Linear homobimetallic 4-thioacetyl-substituted NCN pincer palladium(II) and platinum(II) complexes with N-bidentate connecting units (NCN = [C 6H 2(CH 2NMe 2) 2-2,6-R-4] −)

Abstract

The synthesis and characterization of homobimetallic palladium and platinum complexes of type [(Me(O)CS-4-NCN–M ← N ∩N → M–NCN-4-SC(O)Me](OTf) 2 (Me(O)CS-4-NCN = [C 6H 2(CH 2NMe 2) 2-2,6-SC(O)Me-4] −; N ∩N = 4,4′-bipyridine (bipy); M = Pd, 12; M = Pt, 13) is reported. The required bifunctional thio-acetyl NCN pincer starting compound NC(Br)N-4-SC(O)Me ( 2) has been synthesized by the consecutive reactions of NC(Br)N–I (I-1-C 6H 2(CH 2NMe 2) 2-3,5-Br-4) ( 1) with t BuLi, S 8 and Me(O)CCl, respectively. Chemoselective metallation at the C aryl–Br bond was achieved by the reaction of 2 with the palladium(0) source [Pd 2(dba) 3] ( 3) (dba = dibenzylidene acetone). Treatment of thus formed [Pd(NCN-4-SC(O)Me)(Br)] ( 4) with [AgOTf] ( 8) (OTf = triflate, OSO 2CF 3) gave [Pd(NCN-4-SC(O)Me)(H 2O)][OTf] ( 9) which was further reacted with 0.5 equiv. of 4,4′-bipyridine ( 11a) to afford rigid-rod structured 12. When [Pt(tol) 2(SEt 2)] 2 ( 5) (tol = 4-tolyl) was used instead of 3, then 13 was produced via the in situ formation of [PtBr(NCN-4-SC(O)Me)] ( 7) and [Pt(NCN-4-SC(O)Me)(H 2O)][OTf] ( 10).

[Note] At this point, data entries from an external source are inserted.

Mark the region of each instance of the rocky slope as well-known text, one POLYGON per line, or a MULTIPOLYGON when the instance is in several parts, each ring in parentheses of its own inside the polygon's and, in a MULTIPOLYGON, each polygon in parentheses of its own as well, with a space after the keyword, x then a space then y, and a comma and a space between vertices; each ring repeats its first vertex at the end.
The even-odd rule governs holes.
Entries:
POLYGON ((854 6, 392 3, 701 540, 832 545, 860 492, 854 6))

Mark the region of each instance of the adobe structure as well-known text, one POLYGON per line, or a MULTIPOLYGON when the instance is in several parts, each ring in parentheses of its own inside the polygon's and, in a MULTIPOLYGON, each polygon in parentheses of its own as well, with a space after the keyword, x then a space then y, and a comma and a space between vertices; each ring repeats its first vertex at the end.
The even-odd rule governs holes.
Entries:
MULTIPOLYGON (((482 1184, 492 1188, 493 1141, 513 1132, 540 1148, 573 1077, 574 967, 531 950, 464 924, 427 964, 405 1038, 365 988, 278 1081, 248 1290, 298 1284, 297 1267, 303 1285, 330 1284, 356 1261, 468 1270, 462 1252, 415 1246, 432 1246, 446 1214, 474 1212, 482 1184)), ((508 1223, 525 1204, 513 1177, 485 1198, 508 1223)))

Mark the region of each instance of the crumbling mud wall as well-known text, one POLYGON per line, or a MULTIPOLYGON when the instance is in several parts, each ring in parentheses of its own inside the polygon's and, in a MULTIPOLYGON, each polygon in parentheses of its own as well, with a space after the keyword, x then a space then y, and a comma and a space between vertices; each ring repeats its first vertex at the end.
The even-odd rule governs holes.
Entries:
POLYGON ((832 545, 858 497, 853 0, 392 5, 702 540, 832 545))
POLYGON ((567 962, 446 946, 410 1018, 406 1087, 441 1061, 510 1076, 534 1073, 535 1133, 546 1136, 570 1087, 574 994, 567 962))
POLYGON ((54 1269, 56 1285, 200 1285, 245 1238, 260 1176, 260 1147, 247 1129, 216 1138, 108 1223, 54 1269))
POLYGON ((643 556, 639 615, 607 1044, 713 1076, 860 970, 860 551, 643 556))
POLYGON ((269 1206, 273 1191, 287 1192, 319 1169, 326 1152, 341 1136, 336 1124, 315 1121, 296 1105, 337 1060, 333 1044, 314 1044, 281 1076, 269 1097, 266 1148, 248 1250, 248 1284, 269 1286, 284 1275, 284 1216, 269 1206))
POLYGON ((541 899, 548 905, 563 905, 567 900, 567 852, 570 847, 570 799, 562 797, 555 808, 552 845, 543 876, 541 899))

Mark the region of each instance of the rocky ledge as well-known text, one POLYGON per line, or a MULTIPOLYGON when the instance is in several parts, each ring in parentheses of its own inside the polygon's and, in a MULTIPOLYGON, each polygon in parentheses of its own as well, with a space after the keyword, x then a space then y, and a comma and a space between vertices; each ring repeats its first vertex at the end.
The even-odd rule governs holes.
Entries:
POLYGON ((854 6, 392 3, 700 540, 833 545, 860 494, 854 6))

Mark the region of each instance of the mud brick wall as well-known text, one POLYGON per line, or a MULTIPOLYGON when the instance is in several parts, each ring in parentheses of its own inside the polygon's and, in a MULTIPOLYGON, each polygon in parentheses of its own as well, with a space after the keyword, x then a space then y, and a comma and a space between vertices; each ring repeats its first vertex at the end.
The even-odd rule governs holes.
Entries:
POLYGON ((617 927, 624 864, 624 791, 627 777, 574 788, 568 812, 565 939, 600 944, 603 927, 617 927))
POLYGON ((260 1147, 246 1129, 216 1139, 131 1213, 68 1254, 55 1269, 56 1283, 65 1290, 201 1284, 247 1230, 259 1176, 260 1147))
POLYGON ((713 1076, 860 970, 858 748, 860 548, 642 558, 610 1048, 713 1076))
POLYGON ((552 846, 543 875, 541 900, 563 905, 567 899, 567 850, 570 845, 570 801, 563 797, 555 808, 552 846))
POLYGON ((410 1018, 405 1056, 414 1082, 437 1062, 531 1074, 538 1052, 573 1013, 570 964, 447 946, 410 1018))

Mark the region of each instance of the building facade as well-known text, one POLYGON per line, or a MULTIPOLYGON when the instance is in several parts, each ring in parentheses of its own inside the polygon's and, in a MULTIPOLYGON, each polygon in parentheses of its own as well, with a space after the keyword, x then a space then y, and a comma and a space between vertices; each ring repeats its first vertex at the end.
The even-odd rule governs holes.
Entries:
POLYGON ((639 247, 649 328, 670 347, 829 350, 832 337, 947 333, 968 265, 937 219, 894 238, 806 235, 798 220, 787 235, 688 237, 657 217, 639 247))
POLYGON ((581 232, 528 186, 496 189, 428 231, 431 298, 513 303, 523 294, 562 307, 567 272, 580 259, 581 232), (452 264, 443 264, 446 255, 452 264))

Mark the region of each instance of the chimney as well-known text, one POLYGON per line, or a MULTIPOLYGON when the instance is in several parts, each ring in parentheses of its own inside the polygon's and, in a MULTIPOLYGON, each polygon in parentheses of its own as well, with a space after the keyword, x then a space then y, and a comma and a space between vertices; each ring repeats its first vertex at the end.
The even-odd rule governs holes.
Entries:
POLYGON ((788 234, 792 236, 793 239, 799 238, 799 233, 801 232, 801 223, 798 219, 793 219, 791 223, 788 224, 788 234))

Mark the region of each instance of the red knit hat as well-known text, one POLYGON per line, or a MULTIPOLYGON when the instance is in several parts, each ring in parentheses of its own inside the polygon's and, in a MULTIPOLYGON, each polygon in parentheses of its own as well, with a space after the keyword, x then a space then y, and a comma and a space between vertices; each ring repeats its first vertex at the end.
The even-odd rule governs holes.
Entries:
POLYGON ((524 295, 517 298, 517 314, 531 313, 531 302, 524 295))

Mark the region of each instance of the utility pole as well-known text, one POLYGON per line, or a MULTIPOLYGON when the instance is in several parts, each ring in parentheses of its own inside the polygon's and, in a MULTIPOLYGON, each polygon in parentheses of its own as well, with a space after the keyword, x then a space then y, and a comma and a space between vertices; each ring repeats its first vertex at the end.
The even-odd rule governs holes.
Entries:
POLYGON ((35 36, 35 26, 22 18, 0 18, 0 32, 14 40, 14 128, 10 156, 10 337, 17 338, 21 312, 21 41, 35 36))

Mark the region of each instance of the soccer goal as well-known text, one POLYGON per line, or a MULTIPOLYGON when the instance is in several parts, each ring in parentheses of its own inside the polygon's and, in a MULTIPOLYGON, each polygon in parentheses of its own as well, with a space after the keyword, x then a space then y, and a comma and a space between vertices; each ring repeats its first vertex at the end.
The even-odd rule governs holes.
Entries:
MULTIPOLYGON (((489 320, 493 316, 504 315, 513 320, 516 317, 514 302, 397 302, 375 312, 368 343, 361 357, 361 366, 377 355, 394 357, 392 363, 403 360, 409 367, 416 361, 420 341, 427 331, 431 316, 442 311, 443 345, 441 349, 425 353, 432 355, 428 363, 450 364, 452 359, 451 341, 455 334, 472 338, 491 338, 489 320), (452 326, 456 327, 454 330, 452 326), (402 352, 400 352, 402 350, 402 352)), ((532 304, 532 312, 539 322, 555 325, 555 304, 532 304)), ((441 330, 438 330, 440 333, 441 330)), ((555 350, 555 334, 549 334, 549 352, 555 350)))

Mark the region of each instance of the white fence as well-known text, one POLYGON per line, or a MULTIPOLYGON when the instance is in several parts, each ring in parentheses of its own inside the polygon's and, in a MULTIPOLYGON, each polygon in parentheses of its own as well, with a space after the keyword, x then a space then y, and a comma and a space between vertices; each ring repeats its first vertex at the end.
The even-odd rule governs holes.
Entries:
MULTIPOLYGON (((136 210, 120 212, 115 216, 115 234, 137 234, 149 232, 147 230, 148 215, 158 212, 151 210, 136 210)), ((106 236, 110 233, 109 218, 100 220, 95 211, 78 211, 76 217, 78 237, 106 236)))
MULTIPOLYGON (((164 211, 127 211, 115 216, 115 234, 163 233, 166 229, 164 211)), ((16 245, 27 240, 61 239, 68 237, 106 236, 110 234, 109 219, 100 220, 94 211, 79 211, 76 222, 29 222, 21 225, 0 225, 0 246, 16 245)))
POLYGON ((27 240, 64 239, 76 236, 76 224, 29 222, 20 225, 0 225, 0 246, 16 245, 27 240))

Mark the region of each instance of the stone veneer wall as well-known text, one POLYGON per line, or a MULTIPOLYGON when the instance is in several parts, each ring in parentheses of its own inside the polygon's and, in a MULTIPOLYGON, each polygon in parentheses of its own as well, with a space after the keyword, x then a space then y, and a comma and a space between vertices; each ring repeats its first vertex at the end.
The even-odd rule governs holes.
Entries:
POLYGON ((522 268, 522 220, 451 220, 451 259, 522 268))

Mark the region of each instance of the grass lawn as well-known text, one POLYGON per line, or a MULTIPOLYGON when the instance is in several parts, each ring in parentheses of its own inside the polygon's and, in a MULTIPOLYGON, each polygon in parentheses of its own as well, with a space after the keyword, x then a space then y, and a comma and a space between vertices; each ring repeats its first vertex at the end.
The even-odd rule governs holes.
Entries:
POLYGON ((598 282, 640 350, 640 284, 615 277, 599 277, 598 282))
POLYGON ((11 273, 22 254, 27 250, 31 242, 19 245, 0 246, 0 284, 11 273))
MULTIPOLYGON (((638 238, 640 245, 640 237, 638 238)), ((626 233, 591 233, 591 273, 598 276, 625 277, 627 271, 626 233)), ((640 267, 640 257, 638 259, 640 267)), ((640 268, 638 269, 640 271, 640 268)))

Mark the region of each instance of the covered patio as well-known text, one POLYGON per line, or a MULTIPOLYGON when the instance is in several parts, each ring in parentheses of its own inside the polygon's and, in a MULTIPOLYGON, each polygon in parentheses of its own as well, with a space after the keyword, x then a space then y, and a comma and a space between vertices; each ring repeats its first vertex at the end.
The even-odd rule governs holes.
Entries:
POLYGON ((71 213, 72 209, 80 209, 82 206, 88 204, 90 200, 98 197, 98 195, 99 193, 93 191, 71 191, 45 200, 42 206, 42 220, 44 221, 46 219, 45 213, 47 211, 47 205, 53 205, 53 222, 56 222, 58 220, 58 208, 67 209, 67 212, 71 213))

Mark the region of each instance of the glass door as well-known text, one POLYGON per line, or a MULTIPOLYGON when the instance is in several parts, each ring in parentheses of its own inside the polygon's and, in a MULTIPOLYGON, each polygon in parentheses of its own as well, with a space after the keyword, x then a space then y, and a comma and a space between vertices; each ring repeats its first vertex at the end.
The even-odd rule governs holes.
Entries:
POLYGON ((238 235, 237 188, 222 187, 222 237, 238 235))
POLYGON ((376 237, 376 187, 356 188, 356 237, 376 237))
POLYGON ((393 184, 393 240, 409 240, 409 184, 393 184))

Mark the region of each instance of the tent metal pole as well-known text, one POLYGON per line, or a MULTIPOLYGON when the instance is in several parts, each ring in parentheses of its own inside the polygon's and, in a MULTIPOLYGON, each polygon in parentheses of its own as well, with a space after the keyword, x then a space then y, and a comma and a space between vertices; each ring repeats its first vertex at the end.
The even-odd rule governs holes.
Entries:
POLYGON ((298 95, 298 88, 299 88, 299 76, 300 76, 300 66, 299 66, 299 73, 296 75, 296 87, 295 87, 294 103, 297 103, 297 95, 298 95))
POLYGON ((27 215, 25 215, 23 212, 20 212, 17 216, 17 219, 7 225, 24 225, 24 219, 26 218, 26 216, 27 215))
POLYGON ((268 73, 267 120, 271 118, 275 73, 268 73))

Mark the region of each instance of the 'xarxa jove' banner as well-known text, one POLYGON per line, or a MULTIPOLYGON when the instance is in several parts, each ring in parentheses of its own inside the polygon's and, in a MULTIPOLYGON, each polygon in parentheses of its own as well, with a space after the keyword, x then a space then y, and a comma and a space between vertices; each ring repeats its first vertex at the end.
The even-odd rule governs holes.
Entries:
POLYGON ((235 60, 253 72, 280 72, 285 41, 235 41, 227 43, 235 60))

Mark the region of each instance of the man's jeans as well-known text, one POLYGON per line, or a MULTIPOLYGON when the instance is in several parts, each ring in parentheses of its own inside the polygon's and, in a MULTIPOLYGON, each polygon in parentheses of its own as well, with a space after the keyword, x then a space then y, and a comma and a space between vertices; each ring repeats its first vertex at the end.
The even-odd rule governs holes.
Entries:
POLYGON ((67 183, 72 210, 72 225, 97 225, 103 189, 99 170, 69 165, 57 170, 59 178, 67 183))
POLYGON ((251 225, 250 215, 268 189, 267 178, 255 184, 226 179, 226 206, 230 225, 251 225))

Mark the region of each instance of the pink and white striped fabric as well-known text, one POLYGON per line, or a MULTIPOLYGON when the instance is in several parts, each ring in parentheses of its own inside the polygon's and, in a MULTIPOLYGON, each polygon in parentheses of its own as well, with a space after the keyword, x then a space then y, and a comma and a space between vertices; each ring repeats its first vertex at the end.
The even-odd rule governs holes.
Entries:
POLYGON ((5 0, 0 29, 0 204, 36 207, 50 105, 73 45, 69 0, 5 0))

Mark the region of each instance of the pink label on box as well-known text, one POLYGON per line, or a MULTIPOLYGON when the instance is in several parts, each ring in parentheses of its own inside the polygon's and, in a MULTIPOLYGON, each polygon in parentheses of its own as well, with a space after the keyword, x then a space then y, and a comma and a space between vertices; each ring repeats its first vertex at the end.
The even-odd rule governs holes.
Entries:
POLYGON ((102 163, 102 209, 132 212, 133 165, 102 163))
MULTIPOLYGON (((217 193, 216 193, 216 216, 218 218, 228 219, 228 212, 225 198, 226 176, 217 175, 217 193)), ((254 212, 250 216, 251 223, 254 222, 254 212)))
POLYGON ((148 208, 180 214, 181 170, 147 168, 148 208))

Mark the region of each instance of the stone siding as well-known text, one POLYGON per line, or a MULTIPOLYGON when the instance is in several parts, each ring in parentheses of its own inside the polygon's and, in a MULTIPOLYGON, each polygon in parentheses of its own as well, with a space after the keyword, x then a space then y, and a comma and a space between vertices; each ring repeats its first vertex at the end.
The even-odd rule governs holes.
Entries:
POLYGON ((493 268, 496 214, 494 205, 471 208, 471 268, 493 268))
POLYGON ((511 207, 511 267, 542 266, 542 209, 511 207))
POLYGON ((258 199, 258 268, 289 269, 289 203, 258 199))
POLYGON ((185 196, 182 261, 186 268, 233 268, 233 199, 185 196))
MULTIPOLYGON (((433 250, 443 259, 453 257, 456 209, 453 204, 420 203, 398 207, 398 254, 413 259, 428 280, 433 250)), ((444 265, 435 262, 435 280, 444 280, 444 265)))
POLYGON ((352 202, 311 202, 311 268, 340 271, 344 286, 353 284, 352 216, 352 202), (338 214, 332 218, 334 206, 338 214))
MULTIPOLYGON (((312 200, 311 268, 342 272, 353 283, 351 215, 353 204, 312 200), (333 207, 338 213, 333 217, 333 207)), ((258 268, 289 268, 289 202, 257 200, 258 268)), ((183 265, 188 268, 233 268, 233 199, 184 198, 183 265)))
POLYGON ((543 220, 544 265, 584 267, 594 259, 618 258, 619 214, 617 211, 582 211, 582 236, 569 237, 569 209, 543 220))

Another possibility to synthesize 7 relied upon the subsequent reaction of 1 with 0.5 equiv. of 5 to give [PtBr(NCN-4-I)] ( 6) which further reacted with t BuLi, 1/8 S 8 and Me(O)CCl to afford 7. The cyclic voltammograms of 2, 7, and 13 are discussed. Complex 7 was structurally characterized by single crystal X-ray crystallography. Organometallic 7 crystallizes with three independent molecules in the asymmetric unit and displays a monomeric structure as commonly encountered in d 8-metal pincer chemistry.